Guardian

Andrew R. Clark

Leaves from a tarry bush scented the dry wind. At intervals the song of an insect buzzed and went silent again. Then all the night seemed to hold its breath as an uncanny sound rose into the darkness—not the call of a wolf or the shriek of lion’s prey, not a human cry.

Lost in a vast wasteland, a mound stood at the center of a broad bowl of earth. Below this making, wooden chests, filled with scrolls and locked with curses, sat in niches lining a black chamber. Under a thick blanket of dust, a wrapped figure rested on a plinth. Poking out from resinous bindings, a skeletal hand gripped the end of a chain hanging from the ceiling, the faintest luminescence climbing up it.

At the other end, a creature wreathed in flickering glow would stand guard so long as mastery flowed through the shackle. It could not leave, could not rest, could not even die. The one thing left it was feeding on anything foolish enough to come within reach.

The eerie howl rose again, lament of an imprisoned demon.

#

Smoke from a burned city receding in the distance, a young man fled inland, bad memories, perhaps, not all that pursued him. The road became a track and then a trail and soon disappeared altogether. Camping in a thicket of brush, sleep holding at a stubborn remove, he began an evening prayer. Letting the shifting breeze set the tempo, his mind eventually dissolved in the incantation.

Awakening in darkness, he held still, uncertain what had roused him. From a distance a deep‑chested moan floated over the desert, unlike anything he’d ever heard before.
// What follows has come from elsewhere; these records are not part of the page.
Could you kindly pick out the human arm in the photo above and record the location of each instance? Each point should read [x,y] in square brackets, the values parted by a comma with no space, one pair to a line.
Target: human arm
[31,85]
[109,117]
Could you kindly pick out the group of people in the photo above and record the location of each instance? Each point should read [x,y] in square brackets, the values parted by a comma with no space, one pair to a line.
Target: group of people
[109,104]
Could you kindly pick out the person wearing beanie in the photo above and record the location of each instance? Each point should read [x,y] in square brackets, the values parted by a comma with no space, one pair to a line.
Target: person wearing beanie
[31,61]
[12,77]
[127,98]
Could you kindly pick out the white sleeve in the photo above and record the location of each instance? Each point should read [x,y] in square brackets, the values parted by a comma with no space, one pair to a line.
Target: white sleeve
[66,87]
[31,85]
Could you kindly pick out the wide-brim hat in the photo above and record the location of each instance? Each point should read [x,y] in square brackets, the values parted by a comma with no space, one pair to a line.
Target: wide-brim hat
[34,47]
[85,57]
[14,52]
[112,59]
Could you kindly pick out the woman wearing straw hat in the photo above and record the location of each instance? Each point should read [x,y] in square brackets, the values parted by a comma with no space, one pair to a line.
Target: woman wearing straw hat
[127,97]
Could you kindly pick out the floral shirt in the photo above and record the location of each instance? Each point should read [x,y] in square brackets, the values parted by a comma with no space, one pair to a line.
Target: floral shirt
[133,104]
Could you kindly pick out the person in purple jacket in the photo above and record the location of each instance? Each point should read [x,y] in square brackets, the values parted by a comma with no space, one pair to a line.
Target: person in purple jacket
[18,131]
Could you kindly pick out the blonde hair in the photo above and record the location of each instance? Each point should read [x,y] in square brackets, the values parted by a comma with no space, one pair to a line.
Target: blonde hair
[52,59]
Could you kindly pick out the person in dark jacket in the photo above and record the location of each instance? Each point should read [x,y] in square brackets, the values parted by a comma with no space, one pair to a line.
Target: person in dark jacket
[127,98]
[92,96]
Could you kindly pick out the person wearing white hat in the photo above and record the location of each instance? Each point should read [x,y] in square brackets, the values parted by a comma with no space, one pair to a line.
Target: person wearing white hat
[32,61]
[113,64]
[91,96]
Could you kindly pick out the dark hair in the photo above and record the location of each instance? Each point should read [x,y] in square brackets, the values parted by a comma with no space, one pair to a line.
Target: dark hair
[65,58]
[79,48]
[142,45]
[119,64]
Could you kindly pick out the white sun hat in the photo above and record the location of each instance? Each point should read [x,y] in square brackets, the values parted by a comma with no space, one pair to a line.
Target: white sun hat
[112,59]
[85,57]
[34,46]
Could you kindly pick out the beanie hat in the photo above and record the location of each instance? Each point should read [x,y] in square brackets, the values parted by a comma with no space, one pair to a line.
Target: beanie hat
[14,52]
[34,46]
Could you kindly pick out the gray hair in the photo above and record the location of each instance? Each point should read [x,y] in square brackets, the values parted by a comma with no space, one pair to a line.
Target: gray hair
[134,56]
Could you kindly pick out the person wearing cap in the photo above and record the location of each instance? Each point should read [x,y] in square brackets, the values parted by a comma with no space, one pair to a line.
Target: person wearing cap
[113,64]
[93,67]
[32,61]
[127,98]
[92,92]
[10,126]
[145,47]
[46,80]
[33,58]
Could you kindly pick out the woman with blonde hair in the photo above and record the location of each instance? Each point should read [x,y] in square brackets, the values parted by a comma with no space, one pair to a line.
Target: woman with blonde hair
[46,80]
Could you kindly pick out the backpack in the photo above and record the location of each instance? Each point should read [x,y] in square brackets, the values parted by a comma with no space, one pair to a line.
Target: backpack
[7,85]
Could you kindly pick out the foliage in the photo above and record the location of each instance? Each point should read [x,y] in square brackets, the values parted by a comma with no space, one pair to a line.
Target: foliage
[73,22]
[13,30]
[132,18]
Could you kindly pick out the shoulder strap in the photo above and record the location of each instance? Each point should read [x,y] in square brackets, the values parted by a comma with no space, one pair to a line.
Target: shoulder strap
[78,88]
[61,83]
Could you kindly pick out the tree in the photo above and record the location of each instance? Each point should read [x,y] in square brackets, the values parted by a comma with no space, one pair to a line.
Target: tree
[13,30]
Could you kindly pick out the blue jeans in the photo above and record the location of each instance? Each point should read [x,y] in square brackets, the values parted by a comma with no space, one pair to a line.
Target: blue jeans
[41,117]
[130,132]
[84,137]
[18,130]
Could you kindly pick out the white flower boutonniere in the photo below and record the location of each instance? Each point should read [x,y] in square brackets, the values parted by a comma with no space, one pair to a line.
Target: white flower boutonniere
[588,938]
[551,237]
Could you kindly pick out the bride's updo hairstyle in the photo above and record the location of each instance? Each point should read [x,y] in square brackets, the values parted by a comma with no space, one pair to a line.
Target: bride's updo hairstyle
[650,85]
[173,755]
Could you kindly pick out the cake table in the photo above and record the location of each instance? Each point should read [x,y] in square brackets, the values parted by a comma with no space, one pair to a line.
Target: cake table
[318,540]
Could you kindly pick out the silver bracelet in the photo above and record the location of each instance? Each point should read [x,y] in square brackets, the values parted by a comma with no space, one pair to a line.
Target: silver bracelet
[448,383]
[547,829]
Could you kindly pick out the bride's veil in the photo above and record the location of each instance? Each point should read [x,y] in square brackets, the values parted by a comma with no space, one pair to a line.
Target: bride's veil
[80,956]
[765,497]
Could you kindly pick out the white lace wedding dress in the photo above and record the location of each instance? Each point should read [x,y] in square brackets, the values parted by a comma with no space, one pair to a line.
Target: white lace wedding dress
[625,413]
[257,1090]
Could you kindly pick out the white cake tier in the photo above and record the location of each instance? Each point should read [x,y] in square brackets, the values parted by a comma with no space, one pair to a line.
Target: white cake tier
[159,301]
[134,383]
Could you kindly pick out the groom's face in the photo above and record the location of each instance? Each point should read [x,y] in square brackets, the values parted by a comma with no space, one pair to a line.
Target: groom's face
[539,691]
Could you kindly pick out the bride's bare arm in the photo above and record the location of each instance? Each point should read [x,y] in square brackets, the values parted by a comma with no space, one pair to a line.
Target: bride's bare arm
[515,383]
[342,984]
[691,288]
Again, the unearthly noise echoed through the rocky hills. Abandoning hope of more sleep, he got up, resolved to find the source of the complaint.

Following the baleful voice, watching his feet to avoid falling in the dim moonlight, he topped a low rise overlooking a wide circular hollow. At its center a mound disrupted the flat valley floor. Kneeling, listening, he waited for a sign. Atop the mound something stirred, an indistinct nimbus. A head, it seemed, lifted, scanning the darkness. He watched awhile longer before walking down into the bowl.

Halfway across he stopped. The thing on the mound was aware of him now. He seated himself on the sand, and after a few minutes of preparation, let his mind pour out of his body. Like water seeping through cracks in the rocks, he probed, feeling for a disturbance. In time the nature of the problem became apparent.

Returning to himself, rising back from the ground, he stood and walked out of the shallow basin.

#

The next day he bundled up sticks from around the thicket he’d been sheltering in. He found a stiff‑needled plant growing in a gully and collected stems from it. At sunset he picked up his loaded pack and walked back to the hollow in the hills.

Circumscribing a course around the mound, he made piles of the sticks he’d brought—one in the direction of the rising sun and another where it sets, one pointing toward the center of the Ox’s Wheel and the other at its antipole. At moonrise he put spark to the heaps of tinder. When they had burned down to embers, he tossed on the fragrant weeds. Each time he repeated the circle, he also repeated a spell, the meaning of its words lost but its purpose preserved.

Keeping vigil throughout the night, he waited to see if the force beneath the earth would move. The stars were fading when it began to slacken, the last wisps of power floating off with ashes in the morning breeze. But then fear came to him, and he wished to be away from the thing on the mound.

Back at camp he gathered up his belongings and struck out again into the wilderness. Pausing at midday, he heard a sound from the direction he’d come, one rock slipping off another. Weaving through the boulders, a large dog with a squarish head approached. It stopped, scenting the air, searching. Though now the color of dust, its long, matted hair had once been white. Heavy bones showed through loose, emaciated skin. It turned its nose into the breeze and spotted him.

The young priest slowly undid the flap of his pack, took out a piece of dried meat, and set it on a flat stone. Before departing, he also left the end of bread he’d been chewing, pouring out water from his flask, soaking it like a sponge.